With the defeat of the new taxes, a streamline budget went into effect with $500 million less in spending. The resulting plan was quickly dubbed by the democrats as the “Doomsday Budget”, but was in many ways a better budget for most of Maryland and Anne Arundel County, see my May post.
Also democrat leadership saw the regular session as a failure because it failed to pass an expanded gambling bill; therefore, the General Assembly reconvened to hold not one, but two special sessions so the General Assembly could finish work on both the budget and a plan to allow table games and a sixth casino in the state, both of which were hard fought and controversial.
For the first session, the legislature reconvened in a three-day special session in May and increased taxes before the July 1st start of the new fiscal year.

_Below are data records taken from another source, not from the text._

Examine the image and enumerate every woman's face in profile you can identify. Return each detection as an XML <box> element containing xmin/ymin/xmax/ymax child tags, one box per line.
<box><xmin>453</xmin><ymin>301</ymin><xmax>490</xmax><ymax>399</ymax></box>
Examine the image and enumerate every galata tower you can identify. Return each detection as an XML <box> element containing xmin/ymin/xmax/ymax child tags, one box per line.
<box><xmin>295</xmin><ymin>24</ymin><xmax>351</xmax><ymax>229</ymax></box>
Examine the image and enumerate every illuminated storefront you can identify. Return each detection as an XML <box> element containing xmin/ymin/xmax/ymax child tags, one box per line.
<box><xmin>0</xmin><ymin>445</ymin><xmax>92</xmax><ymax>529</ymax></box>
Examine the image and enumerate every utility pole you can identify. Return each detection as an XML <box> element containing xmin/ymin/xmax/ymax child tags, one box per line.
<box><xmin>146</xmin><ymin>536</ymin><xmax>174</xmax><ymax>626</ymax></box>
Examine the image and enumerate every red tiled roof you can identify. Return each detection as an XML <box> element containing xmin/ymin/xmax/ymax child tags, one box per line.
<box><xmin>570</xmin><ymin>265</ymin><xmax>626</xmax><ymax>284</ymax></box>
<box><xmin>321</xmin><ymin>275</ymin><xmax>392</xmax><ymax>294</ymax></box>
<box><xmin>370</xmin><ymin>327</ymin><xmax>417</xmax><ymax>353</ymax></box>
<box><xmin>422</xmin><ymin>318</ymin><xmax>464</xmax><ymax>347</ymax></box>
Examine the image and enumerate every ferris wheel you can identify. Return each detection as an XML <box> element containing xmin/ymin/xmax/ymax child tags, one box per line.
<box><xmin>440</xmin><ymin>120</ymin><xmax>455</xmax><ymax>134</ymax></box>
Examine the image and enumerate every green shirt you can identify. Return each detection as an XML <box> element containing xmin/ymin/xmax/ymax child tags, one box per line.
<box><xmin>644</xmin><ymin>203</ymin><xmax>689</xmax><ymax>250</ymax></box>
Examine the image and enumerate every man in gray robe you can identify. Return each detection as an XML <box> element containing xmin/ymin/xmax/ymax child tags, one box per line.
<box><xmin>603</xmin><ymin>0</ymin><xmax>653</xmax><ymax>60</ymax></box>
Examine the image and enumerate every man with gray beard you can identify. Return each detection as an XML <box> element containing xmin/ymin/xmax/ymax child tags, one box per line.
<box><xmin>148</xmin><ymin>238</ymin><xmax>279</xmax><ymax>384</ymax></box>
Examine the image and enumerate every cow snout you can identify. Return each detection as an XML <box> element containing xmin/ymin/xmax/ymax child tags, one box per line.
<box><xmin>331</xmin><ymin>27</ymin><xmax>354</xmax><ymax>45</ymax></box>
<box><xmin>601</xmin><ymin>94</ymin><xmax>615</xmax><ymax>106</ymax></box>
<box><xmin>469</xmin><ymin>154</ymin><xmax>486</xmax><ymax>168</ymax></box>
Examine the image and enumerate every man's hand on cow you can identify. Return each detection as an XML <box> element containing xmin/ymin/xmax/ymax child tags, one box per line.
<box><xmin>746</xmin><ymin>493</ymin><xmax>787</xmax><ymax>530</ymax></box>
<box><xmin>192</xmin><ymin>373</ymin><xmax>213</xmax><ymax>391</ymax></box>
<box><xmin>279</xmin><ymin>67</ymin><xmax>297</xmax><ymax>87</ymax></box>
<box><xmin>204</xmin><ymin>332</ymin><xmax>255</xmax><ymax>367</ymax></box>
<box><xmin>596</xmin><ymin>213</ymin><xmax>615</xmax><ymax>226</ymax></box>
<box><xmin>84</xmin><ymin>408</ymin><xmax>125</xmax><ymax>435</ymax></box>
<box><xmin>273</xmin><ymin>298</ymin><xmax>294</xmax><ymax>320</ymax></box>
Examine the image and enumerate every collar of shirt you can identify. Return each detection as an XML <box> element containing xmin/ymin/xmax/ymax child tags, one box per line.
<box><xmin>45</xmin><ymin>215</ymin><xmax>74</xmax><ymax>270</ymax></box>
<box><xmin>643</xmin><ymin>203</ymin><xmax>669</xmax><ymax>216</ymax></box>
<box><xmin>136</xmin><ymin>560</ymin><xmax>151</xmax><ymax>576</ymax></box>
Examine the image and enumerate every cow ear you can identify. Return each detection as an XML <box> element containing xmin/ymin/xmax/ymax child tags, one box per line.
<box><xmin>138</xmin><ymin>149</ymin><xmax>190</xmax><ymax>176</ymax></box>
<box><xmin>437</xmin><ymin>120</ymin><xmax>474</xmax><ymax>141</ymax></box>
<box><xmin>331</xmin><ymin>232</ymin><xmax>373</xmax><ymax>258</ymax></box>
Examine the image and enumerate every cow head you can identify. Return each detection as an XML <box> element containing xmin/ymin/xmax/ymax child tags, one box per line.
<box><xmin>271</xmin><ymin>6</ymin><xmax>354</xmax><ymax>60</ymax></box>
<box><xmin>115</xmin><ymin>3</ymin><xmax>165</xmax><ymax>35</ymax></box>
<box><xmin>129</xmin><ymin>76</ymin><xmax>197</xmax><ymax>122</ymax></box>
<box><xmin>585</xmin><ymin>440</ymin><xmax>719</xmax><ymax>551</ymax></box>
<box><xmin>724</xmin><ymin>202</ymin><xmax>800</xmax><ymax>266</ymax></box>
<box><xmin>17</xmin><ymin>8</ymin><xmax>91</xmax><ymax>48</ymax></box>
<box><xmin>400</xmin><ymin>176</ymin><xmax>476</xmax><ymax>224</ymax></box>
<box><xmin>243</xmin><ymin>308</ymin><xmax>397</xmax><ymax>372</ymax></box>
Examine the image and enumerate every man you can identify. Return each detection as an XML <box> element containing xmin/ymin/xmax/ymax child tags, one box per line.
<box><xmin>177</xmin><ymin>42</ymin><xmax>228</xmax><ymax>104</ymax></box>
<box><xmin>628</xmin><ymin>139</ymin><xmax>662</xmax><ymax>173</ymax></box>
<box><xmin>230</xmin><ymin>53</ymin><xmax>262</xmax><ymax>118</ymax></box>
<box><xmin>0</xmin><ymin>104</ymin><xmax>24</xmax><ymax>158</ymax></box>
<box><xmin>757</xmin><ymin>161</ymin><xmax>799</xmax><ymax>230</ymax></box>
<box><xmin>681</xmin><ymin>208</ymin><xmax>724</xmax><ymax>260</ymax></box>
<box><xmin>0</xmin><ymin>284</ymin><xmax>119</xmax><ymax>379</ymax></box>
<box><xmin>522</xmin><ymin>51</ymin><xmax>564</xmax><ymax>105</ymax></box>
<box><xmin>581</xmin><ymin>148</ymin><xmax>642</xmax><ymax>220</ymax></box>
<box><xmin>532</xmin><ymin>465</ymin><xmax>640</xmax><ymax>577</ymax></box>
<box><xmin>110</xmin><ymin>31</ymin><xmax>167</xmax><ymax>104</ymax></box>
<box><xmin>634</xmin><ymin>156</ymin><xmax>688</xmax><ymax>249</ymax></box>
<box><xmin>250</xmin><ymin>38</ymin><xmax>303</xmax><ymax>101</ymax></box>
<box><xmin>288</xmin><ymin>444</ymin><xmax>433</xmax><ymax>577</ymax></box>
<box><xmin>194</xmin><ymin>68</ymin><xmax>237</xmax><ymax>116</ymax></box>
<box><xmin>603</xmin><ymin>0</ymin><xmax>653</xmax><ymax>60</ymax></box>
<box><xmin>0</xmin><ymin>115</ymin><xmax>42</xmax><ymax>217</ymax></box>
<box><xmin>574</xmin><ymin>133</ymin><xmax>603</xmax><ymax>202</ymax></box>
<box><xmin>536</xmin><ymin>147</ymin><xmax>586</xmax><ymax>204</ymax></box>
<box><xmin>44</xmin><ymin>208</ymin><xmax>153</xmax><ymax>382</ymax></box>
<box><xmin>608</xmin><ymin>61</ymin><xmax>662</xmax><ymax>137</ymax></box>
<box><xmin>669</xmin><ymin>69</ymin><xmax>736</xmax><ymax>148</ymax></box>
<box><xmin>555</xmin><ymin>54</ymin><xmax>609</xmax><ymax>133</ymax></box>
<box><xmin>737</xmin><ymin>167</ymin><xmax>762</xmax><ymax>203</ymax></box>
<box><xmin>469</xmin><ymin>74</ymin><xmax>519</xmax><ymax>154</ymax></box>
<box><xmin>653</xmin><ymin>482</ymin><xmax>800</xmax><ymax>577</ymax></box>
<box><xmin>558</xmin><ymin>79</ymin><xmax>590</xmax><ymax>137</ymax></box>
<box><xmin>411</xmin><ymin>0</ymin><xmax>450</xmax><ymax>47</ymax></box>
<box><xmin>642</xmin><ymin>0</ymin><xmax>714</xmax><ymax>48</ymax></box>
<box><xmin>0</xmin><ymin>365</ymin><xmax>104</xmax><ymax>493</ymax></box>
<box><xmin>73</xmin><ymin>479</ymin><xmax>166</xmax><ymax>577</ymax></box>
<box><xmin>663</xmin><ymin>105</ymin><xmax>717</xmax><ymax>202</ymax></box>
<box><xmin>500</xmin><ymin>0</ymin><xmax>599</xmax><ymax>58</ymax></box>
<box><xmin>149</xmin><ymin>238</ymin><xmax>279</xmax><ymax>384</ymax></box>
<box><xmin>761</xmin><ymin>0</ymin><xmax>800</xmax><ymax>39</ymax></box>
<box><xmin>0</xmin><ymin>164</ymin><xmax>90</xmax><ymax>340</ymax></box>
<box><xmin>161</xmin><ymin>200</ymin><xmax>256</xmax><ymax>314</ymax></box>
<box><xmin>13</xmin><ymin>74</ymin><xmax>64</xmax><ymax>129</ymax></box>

The final plan included a hike in income taxes and a controversial shift of teacher pension costs, $136.6 million the first year, from the state to the counties. County leaders argued that their jurisdictions were being sent the bill for poor state management.
The second session occurred in August, where the General Assembly agreed to expand gambling not only by adding table games, but by adding a sixth authorized location in Prince George’s County. To Make the additional location acceptable to the exisiting casinos, the legislature agreed to substantially reduce the state taxes collected on gambling undercutting any advantage claimed for education.
The state consitution requires changes in gambling to be approved by the voters and so the battle for gambling continued into the general election in November. State voters were asked to approve the changes and it prompted a fierce $100 million campaign, the most visible of the year, between opposite sides; still the expansion was approved.
Also in 2012, the governor stepped up his attack on the rural communities by greatly limiting the use of septic systems and establishing “growth tiers” to regulate development. The plan was vigorously opposed by lawmakers from the state’s rural counties who saw it as a blow to the authority of local governments to decide local matters.
Initiatives that stalled in 2012 such as offshore wind power and transportation funding (gas tax), are likely to be re-introduced in the 2013 session, and Marylanders can also expect a major debate over gun control proposals in the wake of the mass shooting this month in Connecticut.